On telling her family:
I called my mother the next morning, and it was the hardest phone call I have ever had to make. I found myself saying the exact same thing the doctor said to me. I used the same phrases and terminology. I wondered if my mother actually knew I had cancer or if she thought it was all precautionary. She knew.
On open dialogue:
I liked that my doctor spent a lot of time on the phone with me. She called at night and I suspect she wanted to ensure she had enough time to talk. But instead of her saying the cells were consistent with cancer, I wanted to hear straight out that I had cancer.
To be fair, my primary physician told me later that breaking that news to a patient you don’t know very well is very difficult.
Diane Drago, lost her husband to kidney cancer complicated by Parkinson’s syndrome
I asked the oncologist if this was the beginning of the end. He replied, “No, you’re really in the middle of the end and you need to prepare.” Not everyone wants to hear it, but I did.
We had a final meeting with the oncologist, neurologist, rehab team and social worker. Everyone knew why we were there, but the elephant in the room remained. It was clear my husband was waiting for someone to say it. Finally, his oncologist paused and quietly said, “I’m afraid we just don’t have the tools to fix what’s wrong with you. I’m sorry.”
My husband visibly relaxed. He had permission to stop fighting and was finally at peace.
The oncologist and my husband established a great bond quickly.
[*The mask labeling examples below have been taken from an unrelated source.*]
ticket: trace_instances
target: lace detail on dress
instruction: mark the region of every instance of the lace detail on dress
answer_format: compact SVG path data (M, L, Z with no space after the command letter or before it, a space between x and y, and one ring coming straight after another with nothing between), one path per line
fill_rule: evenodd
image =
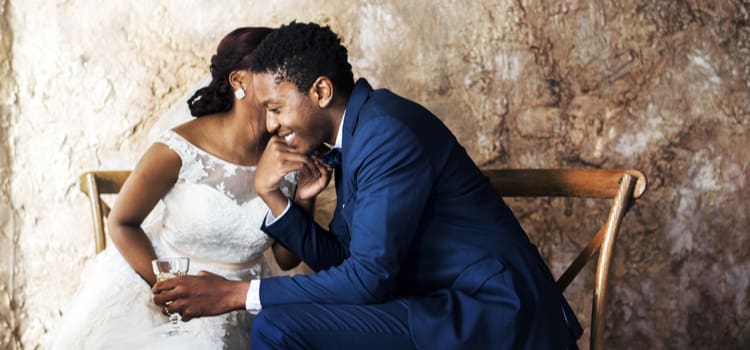
M173 131L157 142L177 153L182 165L160 209L141 225L156 255L190 257L189 274L205 270L235 280L258 275L271 238L260 230L268 208L253 190L255 167L221 160ZM296 182L296 175L287 179ZM281 188L291 196L295 185L284 181ZM193 319L185 325L192 337L161 337L156 331L169 327L167 318L117 249L106 249L92 265L66 310L53 349L250 347L252 316L245 311Z

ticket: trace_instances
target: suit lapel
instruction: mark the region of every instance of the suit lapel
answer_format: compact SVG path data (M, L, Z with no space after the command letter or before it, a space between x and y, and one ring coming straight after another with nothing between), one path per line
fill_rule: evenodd
M341 140L341 166L342 166L342 177L341 184L336 186L336 195L341 196L340 204L346 203L352 195L352 183L351 176L352 166L349 164L351 159L347 157L350 154L352 145L352 136L359 123L359 112L362 106L370 97L372 87L365 79L357 80L354 84L351 96L349 96L349 102L346 104L346 119L344 119L344 132Z

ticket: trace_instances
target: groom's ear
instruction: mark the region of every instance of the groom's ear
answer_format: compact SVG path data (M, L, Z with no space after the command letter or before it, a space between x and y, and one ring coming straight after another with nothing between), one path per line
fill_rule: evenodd
M333 82L326 76L315 79L309 91L313 104L320 108L326 108L333 101Z

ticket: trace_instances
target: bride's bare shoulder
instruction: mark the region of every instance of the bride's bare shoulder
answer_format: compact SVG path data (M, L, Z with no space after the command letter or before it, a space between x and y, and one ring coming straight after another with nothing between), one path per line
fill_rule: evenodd
M210 142L217 135L217 128L217 117L207 115L182 123L172 128L172 131L182 136L188 142L200 147Z

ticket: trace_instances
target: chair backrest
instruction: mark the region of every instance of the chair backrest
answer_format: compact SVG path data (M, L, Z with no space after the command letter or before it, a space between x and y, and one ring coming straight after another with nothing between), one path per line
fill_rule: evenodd
M612 248L628 209L646 191L646 176L637 170L611 169L485 169L485 176L503 197L578 197L612 200L602 228L557 279L565 288L599 250L591 310L591 349L604 347L605 298Z
M129 170L87 171L78 178L81 192L88 196L91 204L96 253L104 250L107 245L105 220L110 211L109 205L102 200L101 195L120 192L128 175L130 175Z

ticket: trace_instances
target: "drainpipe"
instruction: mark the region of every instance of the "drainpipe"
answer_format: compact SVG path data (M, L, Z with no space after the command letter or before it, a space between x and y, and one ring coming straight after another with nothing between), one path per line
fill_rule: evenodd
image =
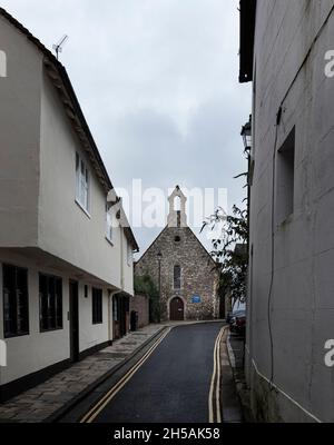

Their communication was straightforward and thorough from the start — exactly what he needed. Even the processes of chemo preparation and resulting wait times were discussed with us at the outset.
When I hear other people’s stories, I’m often saddened. Not everyone is as fortunate to have the kind of care team we did.
Alon Weizer, M.D., a urologist at the U-M Comprehensive Cancer Center
On delivering bad news:
Delivery of the news of a cancer diagnosis is never easy. It is also not a skill set that is taught in medical school. I believe it is critical to get to know the patient from both a medical and personal standpoint.
I assess a patient’s understanding of the current circumstance. It is important I do my homework before having the conversation so I can tell them about the disease and what options are available to them.
On lessons learned:
When I let emotion rise to the top of the discussion, I failed to give my patient the information needed to make a good decision.
I like to discuss the treatment options available based on the facts. Broad discussions around treatment options are not helpful because we could be having discussions about treatment choices that are not appropriate based on the stage and grade of the cancer.
Speculation should never be part of the conversation.
I must be prepared to discuss the specifics of the cancer, the need for additional diagnostic tests, the treatment and who will be responsible for the aspects of treatment.
It is very helpful when patients come with a list of questions and a person who can be a second set of ears that they trust.